Here again the broad ligament window is made lateral and parallel to the uterine artery. A number one proline suture was used to do the cerclage. The needle was passed medial to the right uterine artery, from posterior to anterior, at the level of the cervico-isthmic junction. We did not find it difficult to pull the proline suture through the uterine tissue. The needle was then passed from anterior to posterior on the left side, again staying medial to the uterine artery.
The suture was tied down, using an external knot pusher over the Kronner manipulator, which has a diameter of 5mm. The suture remnants were left long to facilitate removal of the cerclage at the time of caesarean section, or removal for a D&E or vaginal delivery, in case of pregnancy loss in the second or third trimester.

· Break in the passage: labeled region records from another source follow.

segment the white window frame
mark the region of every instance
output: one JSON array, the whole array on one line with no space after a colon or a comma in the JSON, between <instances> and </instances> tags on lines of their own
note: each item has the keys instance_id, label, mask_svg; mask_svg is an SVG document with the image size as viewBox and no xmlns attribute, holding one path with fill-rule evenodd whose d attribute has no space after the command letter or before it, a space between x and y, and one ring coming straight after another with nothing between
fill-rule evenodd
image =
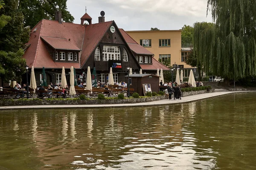
<instances>
[{"instance_id":1,"label":"white window frame","mask_svg":"<svg viewBox=\"0 0 256 170\"><path fill-rule=\"evenodd\" d=\"M58 85L60 84L60 82L61 82L61 74L56 74L56 83Z\"/></svg>"},{"instance_id":2,"label":"white window frame","mask_svg":"<svg viewBox=\"0 0 256 170\"><path fill-rule=\"evenodd\" d=\"M98 47L95 50L94 53L94 61L100 60L100 53L99 51L99 47Z\"/></svg>"},{"instance_id":3,"label":"white window frame","mask_svg":"<svg viewBox=\"0 0 256 170\"><path fill-rule=\"evenodd\" d=\"M139 62L140 63L143 63L143 57L140 56L140 61Z\"/></svg>"},{"instance_id":4,"label":"white window frame","mask_svg":"<svg viewBox=\"0 0 256 170\"><path fill-rule=\"evenodd\" d=\"M55 51L55 60L58 60L58 51Z\"/></svg>"},{"instance_id":5,"label":"white window frame","mask_svg":"<svg viewBox=\"0 0 256 170\"><path fill-rule=\"evenodd\" d=\"M127 52L125 48L123 50L123 61L128 61L128 55L127 55Z\"/></svg>"},{"instance_id":6,"label":"white window frame","mask_svg":"<svg viewBox=\"0 0 256 170\"><path fill-rule=\"evenodd\" d=\"M145 63L147 63L148 62L148 56L145 56Z\"/></svg>"},{"instance_id":7,"label":"white window frame","mask_svg":"<svg viewBox=\"0 0 256 170\"><path fill-rule=\"evenodd\" d=\"M73 61L73 53L69 52L67 53L67 60Z\"/></svg>"},{"instance_id":8,"label":"white window frame","mask_svg":"<svg viewBox=\"0 0 256 170\"><path fill-rule=\"evenodd\" d=\"M105 74L100 74L99 81L102 83L105 83Z\"/></svg>"},{"instance_id":9,"label":"white window frame","mask_svg":"<svg viewBox=\"0 0 256 170\"><path fill-rule=\"evenodd\" d=\"M77 61L77 53L74 53L74 60Z\"/></svg>"},{"instance_id":10,"label":"white window frame","mask_svg":"<svg viewBox=\"0 0 256 170\"><path fill-rule=\"evenodd\" d=\"M121 60L121 54L119 47L116 46L104 45L102 50L103 61Z\"/></svg>"},{"instance_id":11,"label":"white window frame","mask_svg":"<svg viewBox=\"0 0 256 170\"><path fill-rule=\"evenodd\" d=\"M66 60L66 53L65 52L60 52L60 60Z\"/></svg>"}]
</instances>

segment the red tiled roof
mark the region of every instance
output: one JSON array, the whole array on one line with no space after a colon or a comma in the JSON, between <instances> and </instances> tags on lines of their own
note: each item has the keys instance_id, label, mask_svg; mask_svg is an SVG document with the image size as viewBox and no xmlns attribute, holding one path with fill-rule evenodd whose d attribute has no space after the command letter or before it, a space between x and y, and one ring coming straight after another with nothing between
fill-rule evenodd
<instances>
[{"instance_id":1,"label":"red tiled roof","mask_svg":"<svg viewBox=\"0 0 256 170\"><path fill-rule=\"evenodd\" d=\"M84 65L113 22L111 21L86 26L84 41L81 53L81 67Z\"/></svg>"},{"instance_id":2,"label":"red tiled roof","mask_svg":"<svg viewBox=\"0 0 256 170\"><path fill-rule=\"evenodd\" d=\"M138 44L132 37L123 29L119 29L125 41L128 44L131 50L138 54L145 54L153 55L154 54L142 46Z\"/></svg>"},{"instance_id":3,"label":"red tiled roof","mask_svg":"<svg viewBox=\"0 0 256 170\"><path fill-rule=\"evenodd\" d=\"M152 64L140 64L140 65L142 70L157 70L157 68L159 70L162 68L163 70L164 71L170 70L170 68L157 61L154 57L152 58Z\"/></svg>"},{"instance_id":4,"label":"red tiled roof","mask_svg":"<svg viewBox=\"0 0 256 170\"><path fill-rule=\"evenodd\" d=\"M88 14L86 13L82 17L81 17L81 19L90 19L91 20L92 18Z\"/></svg>"},{"instance_id":5,"label":"red tiled roof","mask_svg":"<svg viewBox=\"0 0 256 170\"><path fill-rule=\"evenodd\" d=\"M65 38L53 38L43 36L41 36L41 38L50 46L56 50L80 51L80 49L77 47Z\"/></svg>"}]
</instances>

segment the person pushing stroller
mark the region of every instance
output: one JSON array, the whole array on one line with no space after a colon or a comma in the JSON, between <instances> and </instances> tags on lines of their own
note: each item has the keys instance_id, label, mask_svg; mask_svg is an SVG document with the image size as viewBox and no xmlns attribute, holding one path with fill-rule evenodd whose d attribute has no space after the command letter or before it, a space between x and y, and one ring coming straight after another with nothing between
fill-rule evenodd
<instances>
[{"instance_id":1,"label":"person pushing stroller","mask_svg":"<svg viewBox=\"0 0 256 170\"><path fill-rule=\"evenodd\" d=\"M181 99L181 92L180 89L178 87L178 85L176 84L175 87L174 88L174 99Z\"/></svg>"}]
</instances>

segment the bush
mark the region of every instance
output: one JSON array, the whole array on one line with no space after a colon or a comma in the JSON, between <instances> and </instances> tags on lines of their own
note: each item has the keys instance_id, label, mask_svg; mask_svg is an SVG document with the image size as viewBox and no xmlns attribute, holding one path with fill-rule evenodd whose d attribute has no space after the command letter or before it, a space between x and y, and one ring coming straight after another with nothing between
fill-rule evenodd
<instances>
[{"instance_id":1,"label":"bush","mask_svg":"<svg viewBox=\"0 0 256 170\"><path fill-rule=\"evenodd\" d=\"M158 94L160 95L161 96L163 96L164 95L164 92L163 91L159 91L158 92Z\"/></svg>"},{"instance_id":2,"label":"bush","mask_svg":"<svg viewBox=\"0 0 256 170\"><path fill-rule=\"evenodd\" d=\"M105 99L105 96L103 94L99 94L98 95L98 99L99 100L104 100Z\"/></svg>"},{"instance_id":3,"label":"bush","mask_svg":"<svg viewBox=\"0 0 256 170\"><path fill-rule=\"evenodd\" d=\"M152 92L152 96L157 96L157 92L155 92L154 91Z\"/></svg>"},{"instance_id":4,"label":"bush","mask_svg":"<svg viewBox=\"0 0 256 170\"><path fill-rule=\"evenodd\" d=\"M85 100L86 99L86 96L84 94L81 94L79 96L79 98L80 100Z\"/></svg>"},{"instance_id":5,"label":"bush","mask_svg":"<svg viewBox=\"0 0 256 170\"><path fill-rule=\"evenodd\" d=\"M117 95L117 99L124 99L125 98L125 95L122 93L119 93Z\"/></svg>"},{"instance_id":6,"label":"bush","mask_svg":"<svg viewBox=\"0 0 256 170\"><path fill-rule=\"evenodd\" d=\"M152 96L152 93L150 91L148 91L146 94L146 96L148 97L151 97Z\"/></svg>"},{"instance_id":7,"label":"bush","mask_svg":"<svg viewBox=\"0 0 256 170\"><path fill-rule=\"evenodd\" d=\"M134 93L134 94L132 94L132 96L135 99L137 99L140 97L140 96L139 95L138 93Z\"/></svg>"}]
</instances>

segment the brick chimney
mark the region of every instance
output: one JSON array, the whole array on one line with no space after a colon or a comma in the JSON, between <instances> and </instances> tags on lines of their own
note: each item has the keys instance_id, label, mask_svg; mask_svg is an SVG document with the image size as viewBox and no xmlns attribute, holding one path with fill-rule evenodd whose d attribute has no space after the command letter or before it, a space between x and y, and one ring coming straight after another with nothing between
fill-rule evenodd
<instances>
[{"instance_id":1,"label":"brick chimney","mask_svg":"<svg viewBox=\"0 0 256 170\"><path fill-rule=\"evenodd\" d=\"M105 17L99 17L99 23L104 23L105 22Z\"/></svg>"},{"instance_id":2,"label":"brick chimney","mask_svg":"<svg viewBox=\"0 0 256 170\"><path fill-rule=\"evenodd\" d=\"M55 12L55 20L58 21L60 24L62 23L61 11L56 11Z\"/></svg>"}]
</instances>

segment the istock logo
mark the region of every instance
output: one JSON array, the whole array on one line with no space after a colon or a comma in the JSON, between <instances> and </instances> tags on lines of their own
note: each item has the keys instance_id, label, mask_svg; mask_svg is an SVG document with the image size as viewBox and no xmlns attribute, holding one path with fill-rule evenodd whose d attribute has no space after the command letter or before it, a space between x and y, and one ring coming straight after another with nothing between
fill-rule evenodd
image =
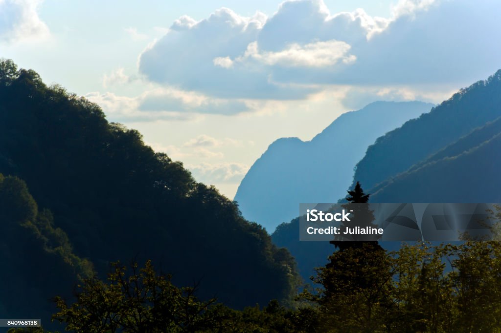
<instances>
[{"instance_id":1,"label":"istock logo","mask_svg":"<svg viewBox=\"0 0 501 333\"><path fill-rule=\"evenodd\" d=\"M337 222L341 222L341 221L343 222L344 221L351 222L348 217L350 213L345 212L344 210L343 210L342 213L336 213L335 214L324 213L322 210L307 210L306 213L306 220L309 222L316 222L316 221L330 222L333 220Z\"/></svg>"}]
</instances>

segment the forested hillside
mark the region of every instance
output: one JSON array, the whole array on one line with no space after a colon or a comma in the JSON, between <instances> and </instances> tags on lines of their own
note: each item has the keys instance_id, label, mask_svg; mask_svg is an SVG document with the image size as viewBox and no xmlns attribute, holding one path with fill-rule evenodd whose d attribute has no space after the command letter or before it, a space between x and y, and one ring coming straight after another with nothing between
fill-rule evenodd
<instances>
[{"instance_id":1,"label":"forested hillside","mask_svg":"<svg viewBox=\"0 0 501 333\"><path fill-rule=\"evenodd\" d=\"M39 208L26 184L0 174L0 314L47 320L56 294L92 275L92 266L74 252L52 214Z\"/></svg>"},{"instance_id":2,"label":"forested hillside","mask_svg":"<svg viewBox=\"0 0 501 333\"><path fill-rule=\"evenodd\" d=\"M496 119L501 116L500 92L501 70L378 138L357 164L352 186L358 181L372 188Z\"/></svg>"},{"instance_id":3,"label":"forested hillside","mask_svg":"<svg viewBox=\"0 0 501 333\"><path fill-rule=\"evenodd\" d=\"M351 182L369 145L407 120L428 112L420 102L377 102L343 114L310 141L273 142L242 180L235 196L244 217L270 233L298 214L300 202L335 201Z\"/></svg>"},{"instance_id":4,"label":"forested hillside","mask_svg":"<svg viewBox=\"0 0 501 333\"><path fill-rule=\"evenodd\" d=\"M373 184L367 191L371 202L499 202L500 116L498 71L378 138L357 164L354 180ZM298 228L294 219L279 226L272 236L289 249L306 278L329 249L327 244L300 242ZM382 246L395 250L400 244Z\"/></svg>"},{"instance_id":5,"label":"forested hillside","mask_svg":"<svg viewBox=\"0 0 501 333\"><path fill-rule=\"evenodd\" d=\"M297 276L289 252L137 131L10 60L0 62L0 172L26 182L100 276L111 261L152 259L175 284L197 284L202 299L236 308L290 300Z\"/></svg>"}]
</instances>

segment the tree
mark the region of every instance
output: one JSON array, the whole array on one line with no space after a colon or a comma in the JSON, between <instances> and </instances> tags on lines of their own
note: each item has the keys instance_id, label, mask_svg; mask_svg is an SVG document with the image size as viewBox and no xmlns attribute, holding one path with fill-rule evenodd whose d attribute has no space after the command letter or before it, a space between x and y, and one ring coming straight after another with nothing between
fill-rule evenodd
<instances>
[{"instance_id":1,"label":"tree","mask_svg":"<svg viewBox=\"0 0 501 333\"><path fill-rule=\"evenodd\" d=\"M374 228L377 226L373 223L375 220L374 212L369 209L368 204L369 197L370 194L366 194L364 192L364 190L362 188L360 184L357 182L355 188L351 190L347 191L349 196L347 196L346 200L348 204L342 205L343 208L346 210L352 212L352 214L354 216L355 220L358 222L356 225L361 228L368 226L370 228ZM345 228L353 226L350 226L350 222L342 222L342 230ZM370 242L369 246L374 248L374 250L381 250L382 248L379 246L377 242L374 242L375 238L379 238L381 236L379 234L354 234L352 236L353 241L336 240L335 238L334 240L331 240L330 242L333 244L335 246L339 248L339 250L343 251L346 248L353 247L361 247L362 243L361 242Z\"/></svg>"},{"instance_id":2,"label":"tree","mask_svg":"<svg viewBox=\"0 0 501 333\"><path fill-rule=\"evenodd\" d=\"M179 288L170 276L157 274L150 261L131 272L117 262L112 265L107 283L96 276L78 286L77 300L70 306L60 297L59 311L53 316L78 332L196 332L209 329L213 318L205 314L213 298L198 300L195 288Z\"/></svg>"}]
</instances>

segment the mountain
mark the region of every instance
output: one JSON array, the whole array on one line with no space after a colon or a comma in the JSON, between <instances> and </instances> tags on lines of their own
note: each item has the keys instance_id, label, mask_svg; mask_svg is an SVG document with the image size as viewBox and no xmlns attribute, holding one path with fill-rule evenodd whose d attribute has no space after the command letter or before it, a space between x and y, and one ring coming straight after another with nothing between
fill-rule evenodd
<instances>
[{"instance_id":1,"label":"mountain","mask_svg":"<svg viewBox=\"0 0 501 333\"><path fill-rule=\"evenodd\" d=\"M25 182L1 174L0 235L0 314L43 318L51 326L56 309L51 299L71 298L74 285L92 276L91 263L75 255L67 235L55 226L50 212L39 208Z\"/></svg>"},{"instance_id":2,"label":"mountain","mask_svg":"<svg viewBox=\"0 0 501 333\"><path fill-rule=\"evenodd\" d=\"M75 256L100 277L110 262L151 259L175 284L194 284L200 298L217 296L235 308L294 294L289 252L137 131L109 122L98 105L47 86L11 60L0 62L0 172L26 182ZM50 270L40 278L52 280Z\"/></svg>"},{"instance_id":3,"label":"mountain","mask_svg":"<svg viewBox=\"0 0 501 333\"><path fill-rule=\"evenodd\" d=\"M375 188L373 202L501 202L501 118ZM411 189L411 190L409 190Z\"/></svg>"},{"instance_id":4,"label":"mountain","mask_svg":"<svg viewBox=\"0 0 501 333\"><path fill-rule=\"evenodd\" d=\"M372 202L499 202L500 102L501 70L378 138L357 164L354 180L371 194ZM334 248L300 242L298 228L294 219L272 237L290 250L307 278ZM399 247L398 242L381 244Z\"/></svg>"},{"instance_id":5,"label":"mountain","mask_svg":"<svg viewBox=\"0 0 501 333\"><path fill-rule=\"evenodd\" d=\"M501 70L378 138L357 164L352 186L371 188L501 116L500 90Z\"/></svg>"},{"instance_id":6,"label":"mountain","mask_svg":"<svg viewBox=\"0 0 501 333\"><path fill-rule=\"evenodd\" d=\"M353 167L369 145L432 106L419 102L375 102L342 114L311 141L278 139L238 186L234 199L243 216L273 232L298 214L300 202L336 201L346 194Z\"/></svg>"}]
</instances>

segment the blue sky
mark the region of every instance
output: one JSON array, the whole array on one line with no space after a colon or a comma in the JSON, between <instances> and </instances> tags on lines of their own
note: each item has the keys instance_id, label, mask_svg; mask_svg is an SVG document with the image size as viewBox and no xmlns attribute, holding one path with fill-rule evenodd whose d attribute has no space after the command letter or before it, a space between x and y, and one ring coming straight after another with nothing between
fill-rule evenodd
<instances>
[{"instance_id":1,"label":"blue sky","mask_svg":"<svg viewBox=\"0 0 501 333\"><path fill-rule=\"evenodd\" d=\"M101 106L232 198L275 140L501 68L495 0L0 0L0 57Z\"/></svg>"}]
</instances>

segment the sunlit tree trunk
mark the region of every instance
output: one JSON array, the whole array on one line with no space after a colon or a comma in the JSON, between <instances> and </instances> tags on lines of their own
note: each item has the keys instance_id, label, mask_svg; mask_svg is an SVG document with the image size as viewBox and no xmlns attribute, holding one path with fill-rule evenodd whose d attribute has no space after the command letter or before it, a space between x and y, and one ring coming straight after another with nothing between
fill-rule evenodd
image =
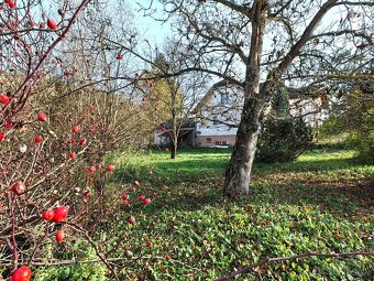
<instances>
[{"instance_id":1,"label":"sunlit tree trunk","mask_svg":"<svg viewBox=\"0 0 374 281\"><path fill-rule=\"evenodd\" d=\"M226 171L223 193L230 198L248 195L250 192L251 171L257 138L260 133L260 116L266 98L260 93L260 65L265 30L265 1L256 1L253 6L252 39L244 86L244 106L237 132L237 143Z\"/></svg>"}]
</instances>

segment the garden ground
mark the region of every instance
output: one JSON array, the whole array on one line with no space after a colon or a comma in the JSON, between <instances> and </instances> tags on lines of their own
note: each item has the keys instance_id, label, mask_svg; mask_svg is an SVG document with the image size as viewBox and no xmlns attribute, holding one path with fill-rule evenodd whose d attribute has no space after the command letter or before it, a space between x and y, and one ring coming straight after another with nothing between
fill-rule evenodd
<instances>
[{"instance_id":1,"label":"garden ground","mask_svg":"<svg viewBox=\"0 0 374 281\"><path fill-rule=\"evenodd\" d=\"M119 252L132 249L127 280L212 280L268 257L374 251L374 166L354 151L315 150L293 163L255 163L251 196L221 196L230 150L112 155L110 186L156 198L124 210ZM164 184L164 186L163 186ZM136 224L127 224L134 215ZM152 247L145 247L152 241ZM135 250L134 250L135 249ZM166 256L170 260L166 260ZM373 258L306 258L255 268L237 280L372 280ZM99 279L81 280L99 280ZM79 280L79 279L77 279ZM108 279L110 280L110 279Z\"/></svg>"}]
</instances>

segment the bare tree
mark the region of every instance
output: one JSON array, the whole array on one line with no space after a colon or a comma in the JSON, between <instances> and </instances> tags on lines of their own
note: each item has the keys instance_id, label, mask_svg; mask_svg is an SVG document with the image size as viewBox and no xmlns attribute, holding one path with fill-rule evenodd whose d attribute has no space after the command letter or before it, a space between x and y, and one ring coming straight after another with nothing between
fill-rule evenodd
<instances>
[{"instance_id":1,"label":"bare tree","mask_svg":"<svg viewBox=\"0 0 374 281\"><path fill-rule=\"evenodd\" d=\"M183 69L183 61L178 56L179 47L178 42L167 43L163 53L160 52L155 60L154 71L147 75L155 82L156 99L162 104L162 110L166 114L165 125L170 136L172 145L170 159L176 159L179 136L183 133L183 129L187 129L183 127L190 122L191 114L206 83L206 75L198 73L168 75Z\"/></svg>"},{"instance_id":2,"label":"bare tree","mask_svg":"<svg viewBox=\"0 0 374 281\"><path fill-rule=\"evenodd\" d=\"M226 172L224 194L231 198L250 193L262 114L279 84L308 88L367 78L372 1L161 2L185 46L184 69L174 75L204 72L243 88L238 139Z\"/></svg>"}]
</instances>

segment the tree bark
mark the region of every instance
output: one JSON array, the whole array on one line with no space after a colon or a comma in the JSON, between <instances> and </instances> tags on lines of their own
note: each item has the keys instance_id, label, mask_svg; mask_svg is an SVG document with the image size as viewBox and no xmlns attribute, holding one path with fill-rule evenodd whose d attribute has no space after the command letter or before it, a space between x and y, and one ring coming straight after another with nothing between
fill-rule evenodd
<instances>
[{"instance_id":1,"label":"tree bark","mask_svg":"<svg viewBox=\"0 0 374 281\"><path fill-rule=\"evenodd\" d=\"M260 116L264 104L262 100L251 99L244 105L237 143L226 170L223 193L232 199L250 193L252 165L261 129Z\"/></svg>"},{"instance_id":2,"label":"tree bark","mask_svg":"<svg viewBox=\"0 0 374 281\"><path fill-rule=\"evenodd\" d=\"M170 154L170 159L176 159L177 158L177 145L174 144L174 142L172 143L172 154Z\"/></svg>"},{"instance_id":3,"label":"tree bark","mask_svg":"<svg viewBox=\"0 0 374 281\"><path fill-rule=\"evenodd\" d=\"M244 106L237 132L237 142L226 171L223 194L232 199L250 192L251 171L261 129L260 116L266 96L260 93L260 66L266 24L267 1L253 2L252 35L244 83Z\"/></svg>"}]
</instances>

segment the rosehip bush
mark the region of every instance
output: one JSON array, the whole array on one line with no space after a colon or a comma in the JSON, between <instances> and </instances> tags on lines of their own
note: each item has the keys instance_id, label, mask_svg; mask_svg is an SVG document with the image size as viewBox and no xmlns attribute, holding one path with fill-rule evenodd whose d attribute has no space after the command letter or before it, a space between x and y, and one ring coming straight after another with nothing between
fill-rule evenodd
<instances>
[{"instance_id":1,"label":"rosehip bush","mask_svg":"<svg viewBox=\"0 0 374 281\"><path fill-rule=\"evenodd\" d=\"M152 116L146 105L86 87L74 57L59 47L88 2L56 1L51 14L38 1L0 3L7 48L0 64L0 279L32 280L36 264L79 260L74 242L85 241L120 280L106 242L121 244L110 229L123 213L133 227L138 218L132 198L121 198L130 186L108 193L116 163L106 154L142 145Z\"/></svg>"}]
</instances>

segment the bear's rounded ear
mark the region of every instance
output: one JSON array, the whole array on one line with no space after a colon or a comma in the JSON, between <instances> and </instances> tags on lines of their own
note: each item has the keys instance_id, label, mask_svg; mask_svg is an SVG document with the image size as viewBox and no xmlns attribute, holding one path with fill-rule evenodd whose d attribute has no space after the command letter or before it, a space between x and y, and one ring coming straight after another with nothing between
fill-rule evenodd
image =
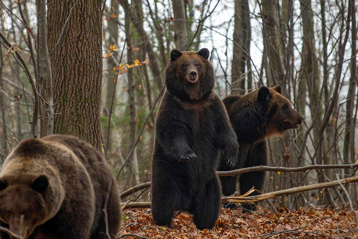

As you can see, the cerclage is correctly positioned at the level of the cervico-isthmic junction. Interceed was placed anteriorly and posteriorly to help prevent adhesions. The patient tolerated the procedure well. The estimated blood loss was 30ml. She was stable post-operatively, and was discharged home within 24 hours. The foetal survival rate for a laparoscopic cerclage is 88 to 98%. Given the advantages of laparoscopic cerclage over a vaginal cerclage, more studies are needed to determine if we should expand the indications for laparoscopic cerclages.